Thousands of U.S. servicemen and servicewomen who were deployed along the Mexico border will receive the Armed Forces Service Medal reserved for troops who “encounter no foreign armed opposition or imminent hostile action.”
“The Undersecretary of Defense has authorized the Armed Forces Service Medal to service members who have provided support to CBP, starting from April 7, 2018, [until a date to be determined],” said Army Lt. Col. Chris Mitchell, a Defense Department spokesman at the Pentagon.
Troops must have operated within 100 nautical miles—roughly 115 miles—from the Mexico border in Texas, New Mexico, Arizona, or California, according to the Marine Corps administrative message. Troops in San Antonio, Texas, and those serving in U.S. waters within 24 nautical miles of the coast are also eligible.

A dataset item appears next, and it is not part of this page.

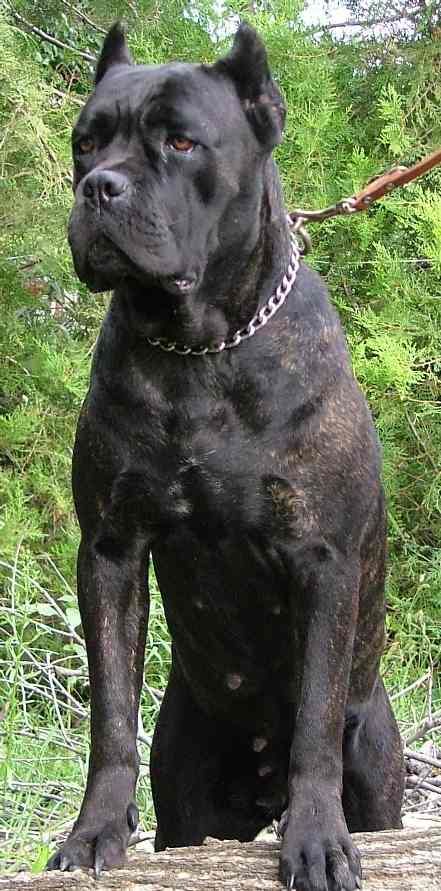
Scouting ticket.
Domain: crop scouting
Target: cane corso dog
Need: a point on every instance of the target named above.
(223, 435)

Thousands of service members have deployed to the U.S.-Mexico border since President Trump declared the porous border a crisis last year. Last month, the Pentagon approved the deployment of 2,100 troops to the border. The new troops will join 4,500 others.

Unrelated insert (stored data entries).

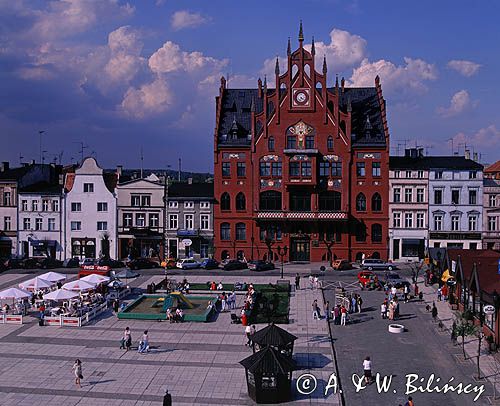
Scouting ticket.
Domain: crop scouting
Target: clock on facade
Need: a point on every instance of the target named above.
(301, 97)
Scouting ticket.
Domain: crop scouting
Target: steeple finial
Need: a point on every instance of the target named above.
(301, 33)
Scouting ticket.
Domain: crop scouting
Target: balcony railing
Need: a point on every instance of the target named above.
(301, 215)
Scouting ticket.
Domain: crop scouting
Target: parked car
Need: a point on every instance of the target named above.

The medal is approved only for operations “in which no other United States service medal is approved,” according to the Defense Department. It’s awarded to service members who, as a unit, participate in a U.S. military operation “deemed to be a significant activity and who encounter no foreign armed opposition or imminent hostile action.”
Service members have reportedly assisted with logistical support and aerial surveillance at ports of entry, and have provided Customs and Border Protection staff with support at temporary migrant holding facilities.
Meanwhile, Democratic lawmakers have ratcheted up criticisms of conditions at the border, assailing the treatment of migrants and refusing to provide additional funding for a border wall.